Gotcha. Am I incorrect in my line of thinking that cholestasis is one the primary downfalls and contributing factors towards aas incuded liver damage? Or even that improving it may improve liver health and function? Thats a large portion my general belief I hang my contentions on when it comes to these 2 particular supps --so that would make a big diff in how i potentially view them. I know we cant always get studies done with patients on aas with the particular issue or taking the particular compound we want info on. I however dont think its imprudent not to 100% dismiss like symptomology and outcome post administration said compound when its effects appear to lower one of the primary contributing factors in liver damage period .

Take the dang UDCA/TUDCA. That's what I would do. At the end of the day, you're still gonna take the steroids, right? Right. So be proactive about minimizing liver damage. I don't see what's the problem. Unless you're shitting your money on herbal supplements with no bioavailability. Liv-52, Milk thistle...what a fucking joke.
 
Take the dang UDCA/TUDCA. That's what I would do. At the end of the day, you're still gonna take the steroids, right? Right. So be proactive about minimizing liver damage. I don't see what's the problem. Unless you're shitting your money on herbal supplements with no bioavailability. Liv-52, Milk thistle...what a fucking joke.
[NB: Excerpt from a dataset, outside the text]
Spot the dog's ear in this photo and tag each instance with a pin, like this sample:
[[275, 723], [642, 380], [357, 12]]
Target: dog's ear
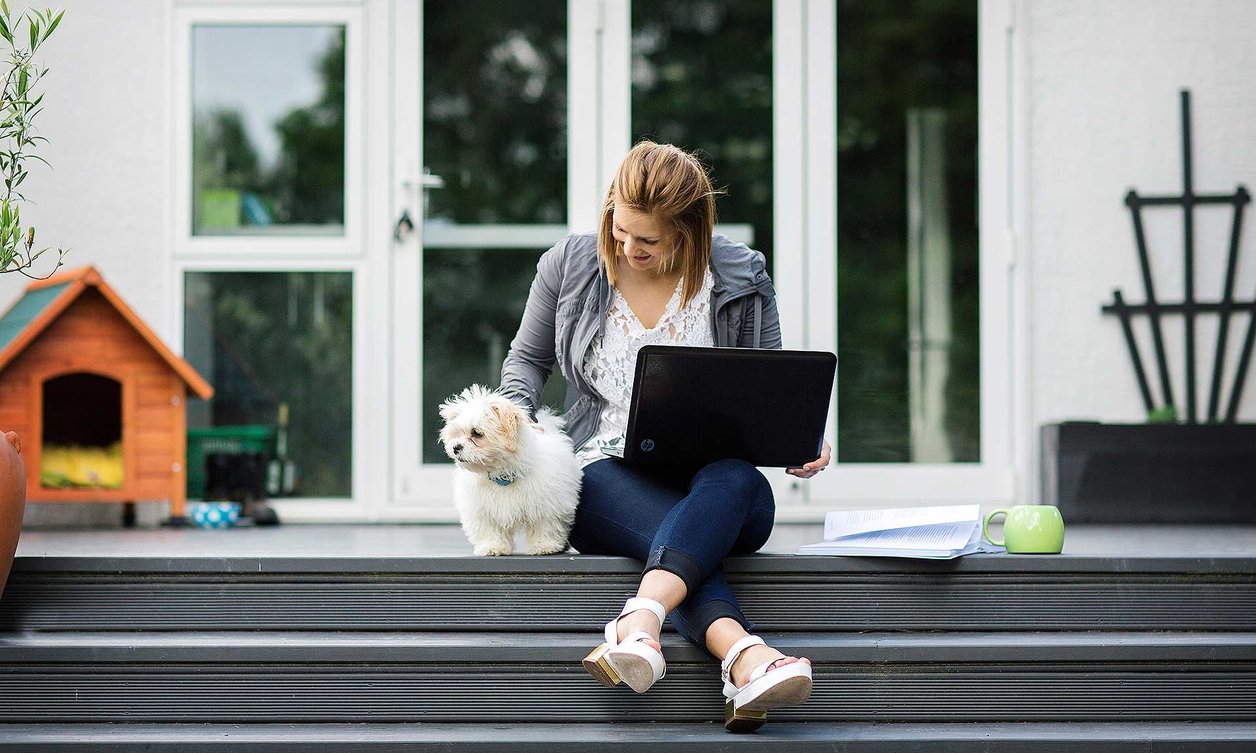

And the studies that show UDCA just masking liver damage without actually preventing/reversing it, and in some cases accelerating it? Honestly the stuff kind of scares me.

My liver is a champ so I don't sweat it that much, but I really feel like the best coarse of action is just minimizing intake, and if you're the type of person who's liver enzymes hit the roof with orals; you should probably just jab all your juice. There's always TNE.